Preemptive strike
Oh great I’ve just ruined practically any chance I have of enjoying the Watchmen movie by reading the graphic novel. For years, decades, I’ve been hearing that Alan Moore and Dave Gibbons’s book is brilliant, complex, groundbreaking, a masterwork of ruthless psychological realism. Fanboys, I sniggered and rolled my eyeballs—secretly, because I don’t want to come home to my apartment to find that a truck has been assembled in my living room.

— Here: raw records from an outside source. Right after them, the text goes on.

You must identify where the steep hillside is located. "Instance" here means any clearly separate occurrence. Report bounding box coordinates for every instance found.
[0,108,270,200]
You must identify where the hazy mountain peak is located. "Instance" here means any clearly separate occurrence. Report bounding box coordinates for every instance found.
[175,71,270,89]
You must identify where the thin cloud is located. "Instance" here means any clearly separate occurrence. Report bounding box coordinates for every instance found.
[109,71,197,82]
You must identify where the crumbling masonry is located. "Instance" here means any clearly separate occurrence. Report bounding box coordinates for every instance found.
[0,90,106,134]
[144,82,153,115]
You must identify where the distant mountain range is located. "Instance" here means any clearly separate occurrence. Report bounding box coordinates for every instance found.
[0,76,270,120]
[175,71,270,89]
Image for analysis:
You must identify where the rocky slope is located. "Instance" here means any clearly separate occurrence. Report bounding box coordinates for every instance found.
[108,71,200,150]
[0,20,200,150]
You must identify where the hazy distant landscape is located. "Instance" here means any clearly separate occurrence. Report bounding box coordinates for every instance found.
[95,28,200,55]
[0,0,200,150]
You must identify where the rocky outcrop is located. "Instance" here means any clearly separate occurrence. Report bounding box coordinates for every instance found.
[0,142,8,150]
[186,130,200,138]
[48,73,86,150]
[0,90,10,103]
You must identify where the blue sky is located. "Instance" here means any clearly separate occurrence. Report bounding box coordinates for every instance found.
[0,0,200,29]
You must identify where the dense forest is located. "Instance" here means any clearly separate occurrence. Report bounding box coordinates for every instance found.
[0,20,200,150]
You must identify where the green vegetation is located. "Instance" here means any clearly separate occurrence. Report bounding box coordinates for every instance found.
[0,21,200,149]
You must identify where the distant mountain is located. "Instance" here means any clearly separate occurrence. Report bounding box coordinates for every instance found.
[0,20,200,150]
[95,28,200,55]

Years pass, the ownership issues are sorted out by competing studios, the movie opens soon, and the portents are not good: the director’s previous movie is the abdominal workout fantasy 300, and Alan Moore has already dismissed the film adaptation. And then I have to go and read the graphic novel, which turns out to be brilliant, complex, groundbreaking, a masterwork of ruthless psychological realism. Blast, screwed my own movie viewing.
Still, the filmmakers might spring a surprise—what are we movie lovers if not optimists with an endless capacity for rationalization. I enjoyed Zack Snyder’s Dawn of the Dead—most of it anyway, until the humans stupidly decided to leave the mall. Or was that a different zombie movie. Billy Crudup’s in Watchmen, naked, except that he’s blue (Dr. Manhattan). Matthew Goode is Ozymandias: I hope he’s awake this time, because in the Brideshead Revisited movie his role could’ve been played with more verve by a two-by-four. (Who cast Ben Whishaw as Sebastian?!!) The only signs of life in that flatliner were Emma Thompson and Michael Gambon, and even they looked bored.
I’m looking at imdb and…there’s going to be a sequel to 300? What, they rise from the dead?